The goal is to understand what a perceptron is.
It takes multiple signals as inputs and outputs one signal. The output signal is binary 0 or 1.
x1 and x2 are input signals, y is output signals, w1 and w2 are weights. ○ is called a node or neuron. Each input signal is multiplied by a unique weight and sent to the neuron. The neuron outputs to the sum of the sent signals (x1w1 + x2w2). At that time, a certain threshold value (limit value) If it exceeds, 1 is output, and if it is less than the threshold, 0 is output.

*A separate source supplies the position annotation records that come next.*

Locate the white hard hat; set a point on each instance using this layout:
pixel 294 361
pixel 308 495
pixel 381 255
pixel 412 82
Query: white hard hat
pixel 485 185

A simplified model in which the input and output are directly connected is called a simple perceptron, while a model with a layer (intermediate layer, hidden layer) between the input and output is called a multi-layer perceptron.
y = \left\{
\begin{array}{ll}
0 & (x_1 w_1 + x_2 w_2 \leq \phi) \\
1 & (x_1 w_1 + x_2 w_2 \gt \phi)
\end{array}
\right.
x: Input signal, w: Weight, $ \ phi $: Threshold
Since the threshold is difficult to handle, add a negative value and transfer to the left side. The transferred one is $ b $ (bias). Bias determines the ease and difficulty of ignition. Large bias → ignites Easy (the sum of input signals tends to exceed 0).
y = \left\{
\begin{array}{ll}
0 & (b + x_1 w_1 + x_2 w_2 \leq 0) \\
1 & (b + x_1 w_1 + x_2 w_2 \gt 0)
\end{array}
\right.
Adjust the parameters (bias and weight) to meet the firing conditions.
import numpy as np
def AND(x1, x2):
x1_x2 = np.array([x1, x2])
b = -0.8
w1_w2 = np.array([0.5, 0.5])
tmp = b + np.sum(x1_x2 * w1_w2)
if tmp <= 0:
return 0
elif tmp > 0:
return 1
Adjust the parameters so that they meet the conditions. Substitute an appropriate value for ($ b $, $ w_1 $, $ w_2 $). In the code above, it is (-0.8, 0.5, 0.5), but you can reproduce it with (-0.3, 0.2, 0.2), for example.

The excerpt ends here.